Justo cuando esos incentivos y esa cultura fosilizaron, tras décadas de desafíos, cambios, controles y exigencias, la presión normativa y las demandas de la sociedad imponen nuevos pasos. La Comisión Europea, en su Plan de Acción sobre Administración Electrónica de la UE 2016-2020 traslada el siguiente gran desafío:
«En 2020 a más tardar, las administraciones públicas y las instituciones públicas de la Unión Europea deberían ser abiertas, eficientes e integradoras, y prestar servicios públicos digitales sin fronteras, personalizados, fáciles de utilizar y de extremo a extremo a todos los ciudadanos y empresas de la UE»
Tener una administración pública sin papel, donde el ciudadano puede relacionarse con ella sin necesidad de acudir a la ventanilla, es un desafío más fácil de decir que de implementar. En España se lleva realizando un gran esfuerzo en este sentido, sobre todo por parte de la Administración del Estado. Lo que parece sencillo, tramitar online mi licencia de obra, requiere por detrás un cambio profundo en toda la forma de trabajar de la administración. Seguir aportando la máxima seguridad para que esos trámites sean igual de legales que en ventanilla y, por supuesto, asegurar que no acaben en manos de un hacker—el gran reto del siglo XXI—.
En 2012 se creó una Comisión para la Reforma de las Administraciones Públicas (CORA). En su informe formularon 218 propuestas de actuación orientadas a lograr varios objetivos claves e inmediatos: ser más eficientes, más transparentes, más ágiles, simplificar muchos más trámites y centrase en el servicio a los ciudadanos y a las empresas. A partir de aquí llegaron leyes importantes: unas que modificaban las anteriores, otras nuevas y de rápido cumplimiento y otras ya aprobadas que adquieren más valor y urgencia para su aplicación. En definitiva, la presión en la olla legal para cambiar (radicalmente) el rumbo de la administración pública española es muy elevada.
Los ayuntamientos españoles llevan meses trabajando sin descanso, y mucha preocupación, para poder cumplir con la Ley 39/2015 del Procedimiento Administrativo Común de las Administraciones Públicas y con la Ley 40/2015 de Régimen Jurídico del Sector Público. Estas dos leyes son verdaderas palancas para transformar la forma en la que se trabaja internamente, dando prioridad absoluto a la digitalización de todo lo que pasa en un Ayuntamiento, entre otras muchísimas cosas.
Pero al mismo tiempo, y quizás de forma más silenciosa, se ha aprobado un Real Decreto que entra en vigor en julio 2018, donde ahora sí: los ayuntamientos estarán obligados a tener toda la información de lo que hacen —cuánto y para qué— con el 100% del presupuesto, y además, muy parecido a como lo hacen las empresas cuando coges la botella del agua del supermercado.
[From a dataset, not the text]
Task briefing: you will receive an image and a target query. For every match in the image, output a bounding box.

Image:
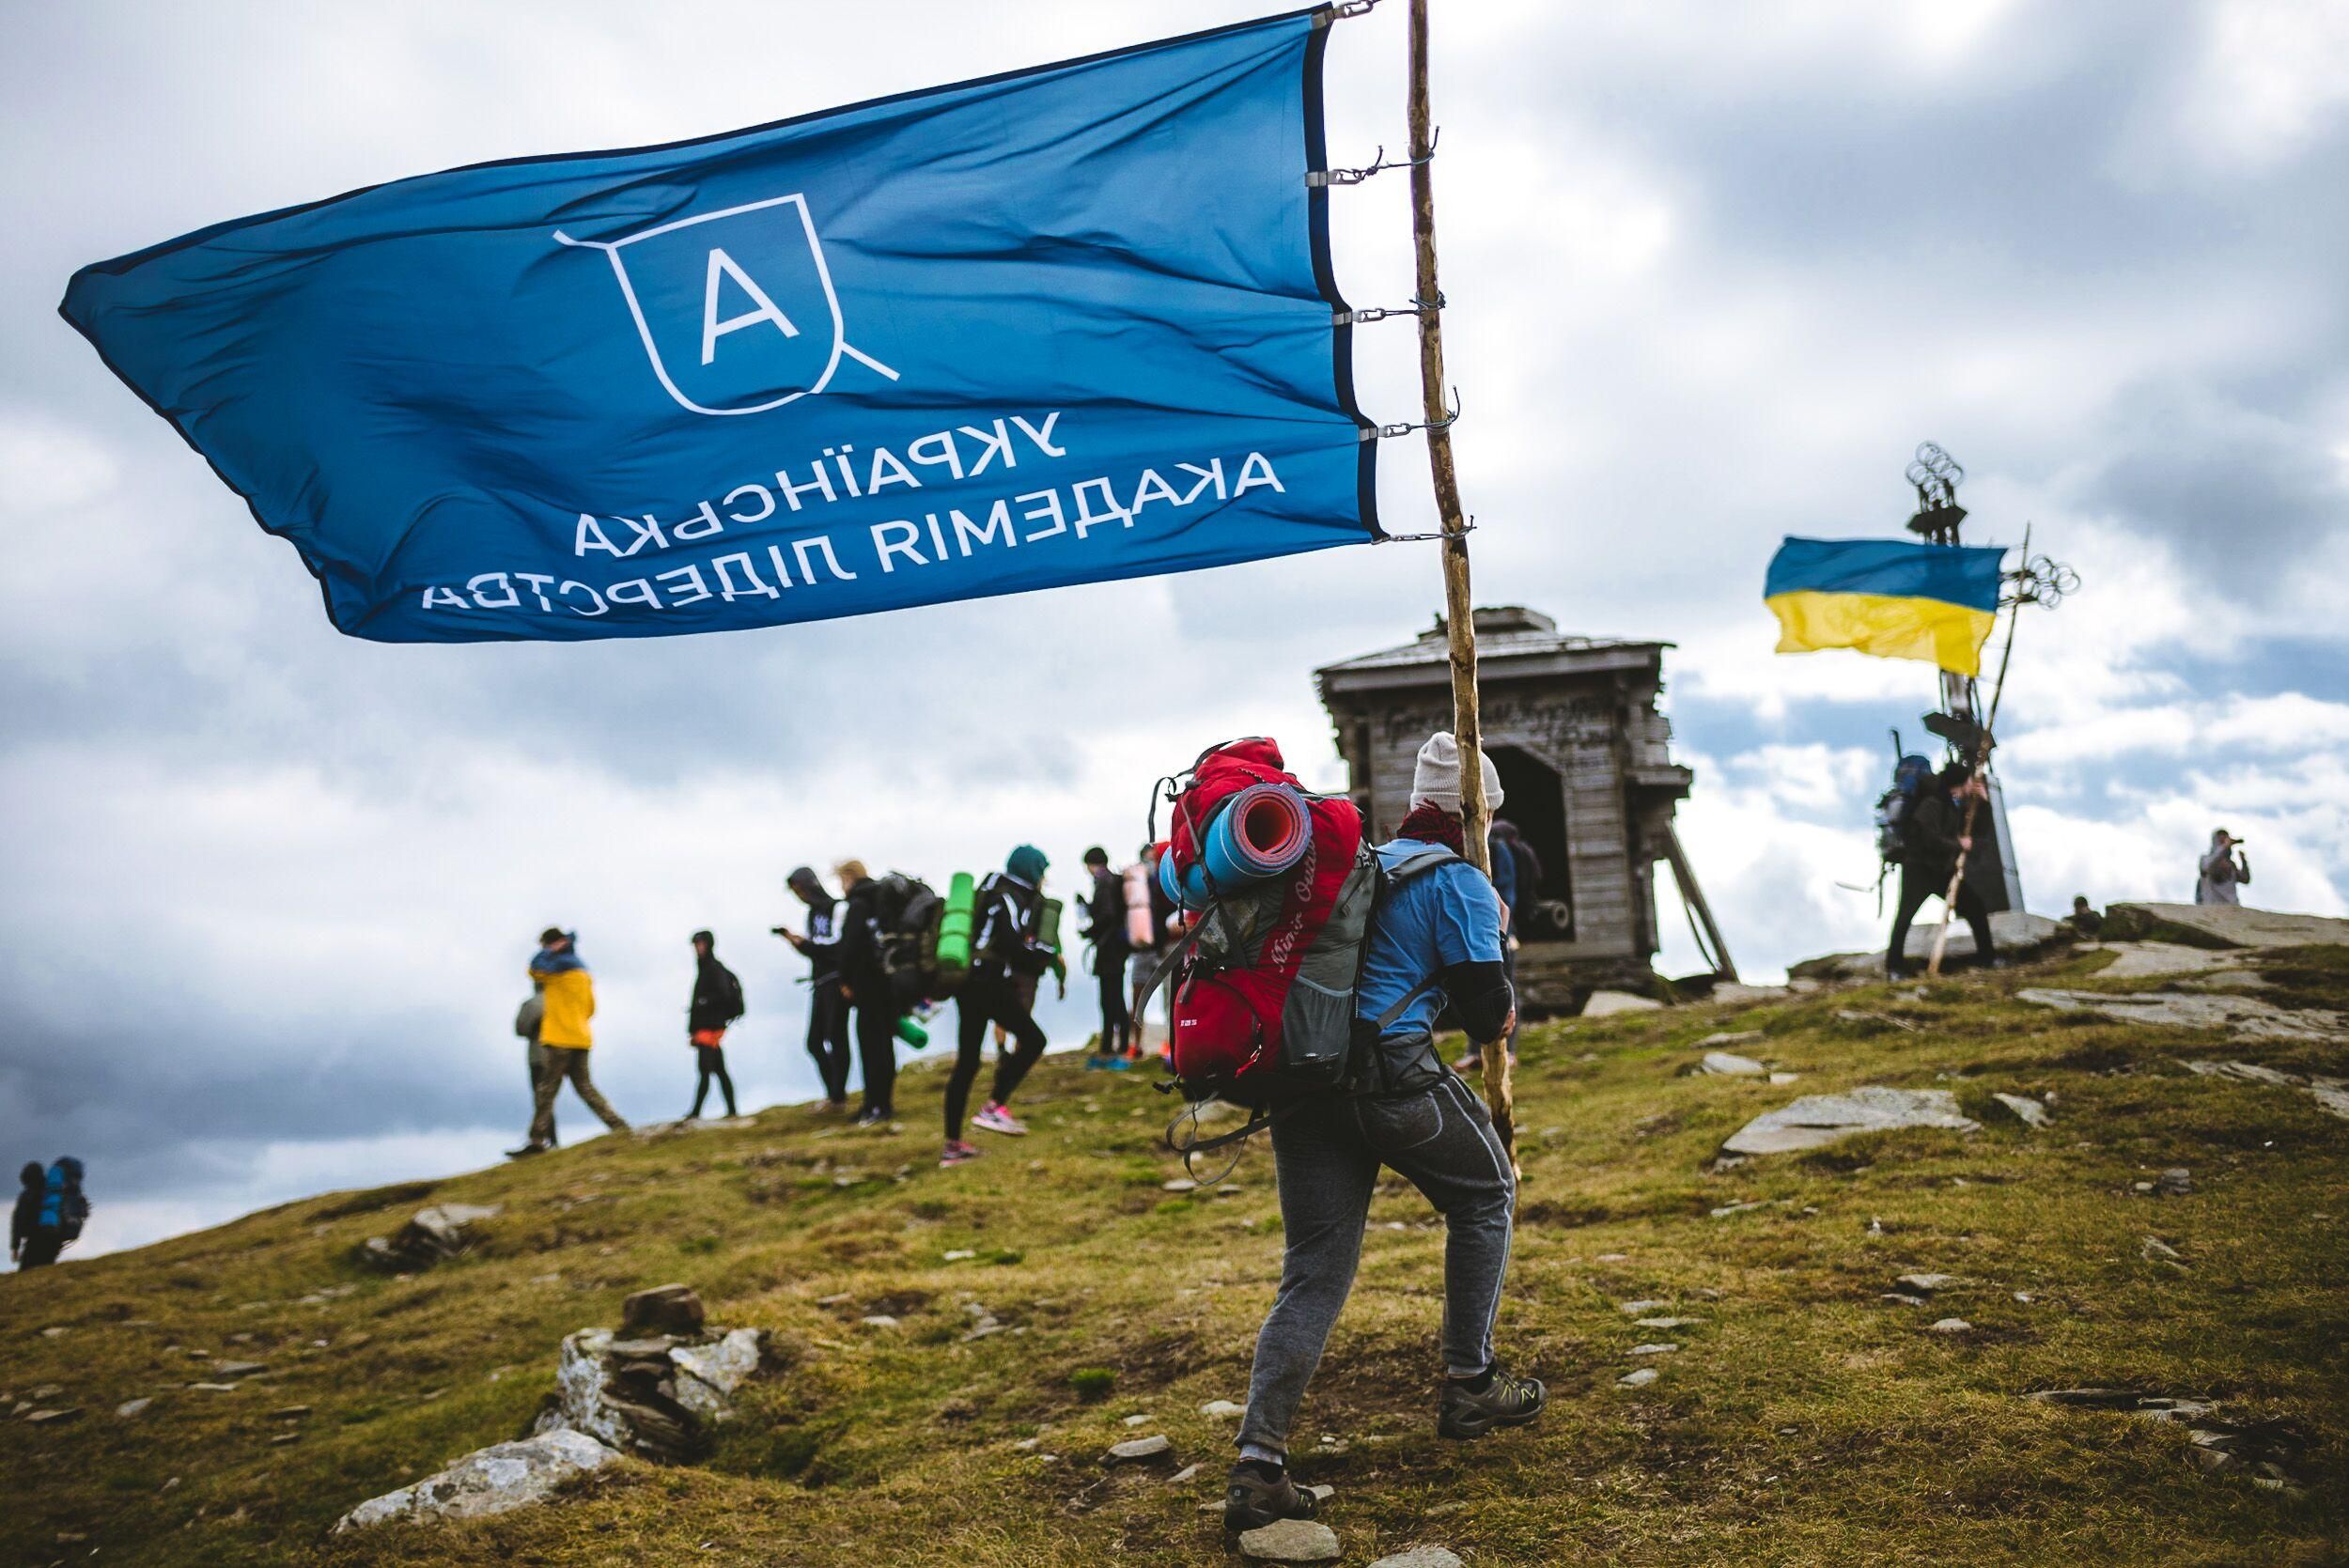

Se trata de un decreto muy importante: obliga a tener una contabilidad analítica, que no es más que identificar el gasto con otros parámetros de ejecución (has gastado 10 euros en 10 bolis donde 3 son para el departamento de urbanismo y 7 para intervención).
Lo lógico, quizás, sería que esta medida llegará incluso antes que todas las leyes vinculadas a la transparencia, por ejemplo. No se puede ser transparente de algo que no tienes. Convertir datos —números o aspectos cualitativos— en información —donde se relacionan los datos con los hechos— es imprescindible para generar conocimiento —analizas, aprendes y tomas decisiones—. Por lo tanto, no puedo ser transparente, no me puedo evaluar de forma solvente, no puedo anticipar problemas y gestionarlos, si no organizo los datos para crear conocimiento. Pero lo primero es convertir datos en algo que se pueda utilizar y trabajar.
Este Real Decreto va a obligar auditarse a los ayuntamientos, otorga aún más importancia a la intervención, exige tener muy documentados cuáles son los centros de gastos y qué se hace en ellos. Obligará a gestionar presupuestos por objetivos —si, en una organización antes de saber qué se gasta hay que saber de forma nítida para qué y con qué impacto esperado—. A tener informes de control financiero, planes de acción ante problemas detectados y, en definitiva, conecta como un todo los procesos, la tecnología, los gastos y lo que se hace con ellos. Todo un verdadero desafío. Pero, además de apasionante y necesario, por su impacto en nuestra sociedad, abre la vía para lograr una modernización real de nuestras administraciones públicas. Por fin va a ser posible eso que les gusta decir mucho a los anglosajones, y que practican muy bien: sigue tu dinero, a dónde va y para qué.
A Peter Drucker le gustaba decir, y a mí repetir, que el problema es que la cultura se desayuna a la estrategia todas las mañanas, y añadiría a las leyes. El cambio real se producirá cuando los profesionales públicos asuman ese rol tan importante que tienen en estos procesos de modernización, cuando el propio sistema aporte méritos (y recompensas) a los verdaderos líderes internos que existen en las administraciones públicas, cuando el propio sistema se mueva y rompa sus zonas más oxidadas. Hasta ahora estos profesionales han recibido ajustes, más leyes, exigencias y compromisos sobre sus cabezas. Pero nada de todo esto será posible sin meritocracia ni incentivos. Estamos ante todo un desafío social, y no sólo es trabajo de los profesionales públicos.